Disclaimer: this homepage is no longer maintained; nevertheless, it contains or refers to all relevant papers, which were developped during the last 7 years addressing the three Millennium problems: RH, NSE, YME. This journey ended up into a combined proposed mathematical solution framework: there is common Hilbert space based solution platform, avoiding e.g. gauge principles (quantum field theory), co-variant derivatives resp. differentiable manifolds (gravitation field theory) concepts and force type dependent quantum/quark types.

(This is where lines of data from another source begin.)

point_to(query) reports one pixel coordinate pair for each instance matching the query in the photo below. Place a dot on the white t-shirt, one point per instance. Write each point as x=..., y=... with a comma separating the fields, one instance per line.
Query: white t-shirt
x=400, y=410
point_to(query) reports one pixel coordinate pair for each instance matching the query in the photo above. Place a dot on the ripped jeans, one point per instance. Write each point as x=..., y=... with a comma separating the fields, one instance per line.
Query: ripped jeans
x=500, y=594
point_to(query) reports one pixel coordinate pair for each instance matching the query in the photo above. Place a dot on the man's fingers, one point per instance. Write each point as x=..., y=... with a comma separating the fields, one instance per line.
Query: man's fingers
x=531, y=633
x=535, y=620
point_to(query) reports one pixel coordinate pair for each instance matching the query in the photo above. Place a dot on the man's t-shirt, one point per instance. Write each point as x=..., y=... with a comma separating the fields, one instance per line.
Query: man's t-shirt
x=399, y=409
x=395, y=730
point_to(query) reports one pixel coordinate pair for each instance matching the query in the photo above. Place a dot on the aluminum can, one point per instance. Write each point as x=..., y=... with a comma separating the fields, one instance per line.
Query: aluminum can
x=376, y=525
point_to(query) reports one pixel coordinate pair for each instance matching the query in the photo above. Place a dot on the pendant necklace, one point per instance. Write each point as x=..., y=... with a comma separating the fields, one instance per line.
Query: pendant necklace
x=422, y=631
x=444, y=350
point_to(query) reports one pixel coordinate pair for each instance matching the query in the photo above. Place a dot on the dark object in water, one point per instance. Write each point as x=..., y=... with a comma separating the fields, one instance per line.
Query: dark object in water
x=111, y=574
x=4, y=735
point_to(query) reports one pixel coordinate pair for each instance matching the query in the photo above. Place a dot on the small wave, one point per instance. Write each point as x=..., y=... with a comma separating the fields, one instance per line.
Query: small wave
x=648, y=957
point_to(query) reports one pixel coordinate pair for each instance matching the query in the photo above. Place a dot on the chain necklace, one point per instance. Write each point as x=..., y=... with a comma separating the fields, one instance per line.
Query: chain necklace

An application of the proposed distributional Hilbert
space framework is provided in the context of the non-linear Landau
damping phenomenon in plasma physics, where the standard mathematical
models are built on; more especially, this is about the Landau, Vlasov,
Poisson, Lorentz, Boltzmann PDE systems, which are purely classical PDE
systems and the corresponding existing proofs of the Landau damping
phenomenon for the linear and the nonlinear cases, are applying
classical techniques. In other words, an observed physical quantum
mechanics/dynamics phenomenon is proven based on classical mathematical
models and related proof techniques.
In section 1 of the following paper a high level
overview regarding the newly proposed quantum ("particles": bosons &
fermions) state and quantum energy model is provided. It is basically about a common distributional Hilbert space based model for quantum state & quantum mass/energy PDE systems. It enable a "fermions quantum state" Hilbert space H(0), which is dense in H(-1/2) with respect to the H(-1/2) norm, and its related (orthogonal) "bosons quantum state" Hilbert space H(-1/2)-H(0), which is a closed subspace of H(-1/2).